ブラックベリーは、ビタミンやアントシアニン色素などのポリフェノールを多く含みます。人には血液をサラサラにする効果があると期待されていますが、食物繊維も多く含んでいるので、犬に多く与えると下痢を引き起こすことも。与える場合は1日1粒程度とし、おなかの調子を見ながら与えるといいでしょう。

カシス

カシスは、アントシアニン、ビタミンA・C・Eの抗酸化成分を豊富に含みます。人の場合は動脈硬化の予防や、視力の改善、アンチエイジングなどに効果的とされています。食物繊維を多く含むため、1日1粒を目安に、与えすぎには十分注意しましょう。

さくらんぼ

さくらんぼを犬に与えるときは皮ごとに与えてもOKですが、水洗いを行い、一口大に切った果肉のみを与えましょう。さくらんぼの葉や茎、種は、犬にとって中毒性があり有害です。さくらんぼ狩りを愛犬と一緒に楽しむ際は、落ちている種を含むさくらんぼの実を大量に誤飲しないように注意してください。1日に与える量は15g程度です。

栗はでんぷんやビタミンを含み、秋のエネルギー補給に適した旬の味覚です。加熱し、渋皮を取り除いて、細かくしたものを1個程度なら、犬に与えても影響はありません。

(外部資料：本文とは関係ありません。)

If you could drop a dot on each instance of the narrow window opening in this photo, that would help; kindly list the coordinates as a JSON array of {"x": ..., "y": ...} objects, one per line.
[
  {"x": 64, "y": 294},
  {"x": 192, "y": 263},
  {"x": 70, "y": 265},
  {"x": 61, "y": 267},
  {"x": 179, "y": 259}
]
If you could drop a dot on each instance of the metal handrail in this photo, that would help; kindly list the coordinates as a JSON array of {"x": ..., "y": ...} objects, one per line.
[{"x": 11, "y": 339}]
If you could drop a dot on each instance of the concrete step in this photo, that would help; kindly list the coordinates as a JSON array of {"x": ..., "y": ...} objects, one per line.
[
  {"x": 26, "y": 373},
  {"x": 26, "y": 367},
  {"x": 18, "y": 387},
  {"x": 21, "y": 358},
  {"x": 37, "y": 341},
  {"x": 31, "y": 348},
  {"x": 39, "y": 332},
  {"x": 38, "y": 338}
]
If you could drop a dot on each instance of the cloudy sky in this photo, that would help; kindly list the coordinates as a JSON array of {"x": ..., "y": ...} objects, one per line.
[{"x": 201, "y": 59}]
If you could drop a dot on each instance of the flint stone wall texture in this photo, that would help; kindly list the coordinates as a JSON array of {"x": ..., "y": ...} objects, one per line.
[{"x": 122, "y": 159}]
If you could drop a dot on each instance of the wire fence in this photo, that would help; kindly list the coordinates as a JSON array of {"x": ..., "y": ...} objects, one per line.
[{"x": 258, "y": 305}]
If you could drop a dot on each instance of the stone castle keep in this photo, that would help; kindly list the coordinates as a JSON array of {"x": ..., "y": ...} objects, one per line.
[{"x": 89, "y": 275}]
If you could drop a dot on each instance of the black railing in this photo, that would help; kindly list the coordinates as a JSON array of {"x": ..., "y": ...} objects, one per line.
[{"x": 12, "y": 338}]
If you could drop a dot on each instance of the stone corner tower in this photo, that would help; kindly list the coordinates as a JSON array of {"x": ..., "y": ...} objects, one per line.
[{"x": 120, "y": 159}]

桃は果肉に水分がたっぷり含まれていて、整腸作用のあるペクチンも豊富な果物です。しかし、桃の葉や茎、種は犬の中毒性が報告されていて、特に種には有毒のシアン化合物が含まれるので、誤食には注意が必要です。中毒を防ぐため、毒性のある種と皮は必ず取り除いて犬に与えてください。1日に与える目安量は20gです。

マンゴー

マンゴーは体を冷やす働きや、細胞の老化を防ぐ働きなどがあります。マンゴーを大量に食べたり、アレルギーがあったりする場合は、体をかゆがることがあるので、初めて与える際には気をつけましょう。犬に与えていい量は1日15g程度です。

ライチ

ライチには抵抗力を高めるビタミンCのほかに、赤血球の合成にかかわる葉酸も含まれています。ただし、ライチは普段食べ慣れない果物のため、消化不良を起こすこともあるので注意が必要です。もし犬にライチを与えるのなら、皮と種と薄皮は取り除き、生の状態で1日15gの量を目安にしましょう。

犬に与えてはいけない果物

犬が食べてはいけない食品には、チョコレートやねぎ類、キシリトールの入ったもの、アルコールなどがありますが、果物の中にも犬に与えると危険なものがあります。

ブドウ

ブドウを犬に与えたことが原因で、嘔吐や下痢、急性の腎障害を引き起こした中毒報告があります。干しブドウは、生のぶどう以上に危険です。絶対に与えないようにしてください。

イチジク

イチジクは、皮や葉、果肉に中毒性のある成分を含んでいます。口内の炎症や嘔吐の原因になるので、与えないようにしましょう。

ドライフルーツ

ドライフルーツには多様なフルーツが混ざっている場合が多いため、犬が中毒を起こすフルーツが含まれている可能性もあります。さらに、ドライフルーツは糖分が高く、食物繊維も多いため、軟便や下痢の原因になることも。犬には与えないでください。

レモンやグレープフルーツなど皮をむかない柑橘類

レモンやグレープフルーツといった柑橘類の外皮部分には、嘔吐や下痢の原因になる中毒成分が含まれています。皮をむかずに包丁で切って食べるフルーツは、与えないようにしましょう。

プルーン

プルーンの葉や種、茎を食べたことで、呼吸困難やショック症状を起こすことが報告されています。プルーンの毒性は乾燥する過程でより強くなるため、プルーンのドライフルーツは特に危険です。生でも乾燥状態でも、犬には与えないようにしましょう。

犬に果物を与える際の注意点

初めて与える果物は少量からスタート

犬に果物を与えるときに気をつけることは、初めて食べさせる際には少量から愛犬に与えることとです。犬が食べられる果物であったとしても、犬によってはアレルギーや下痢、嘔吐、発疹を引き起こすことがあるので注意しましょう。もし初めての果物を与えた後に、愛犬にいつもと違う様子がみられたら、動物病院を受診してください。

中毒を起こす可能性がある部分は取り除く

中毒を起こす可能性のある部分は、必ず取り除きましょう。皮、種、芯、茎は取り除くのが基本です。

子犬に果物を与えるときはごく少量をすりおろして

どうしても子犬に果物を与えたい場合は、ごく少量をすりおろしてあげましょう。そのまま与えるよりも、消化に負担がかかりません。ただし、下痢やアレルギーなどの体調不良を防ぐためにも、子犬に無理に果物を食べさせるのはやめましょう。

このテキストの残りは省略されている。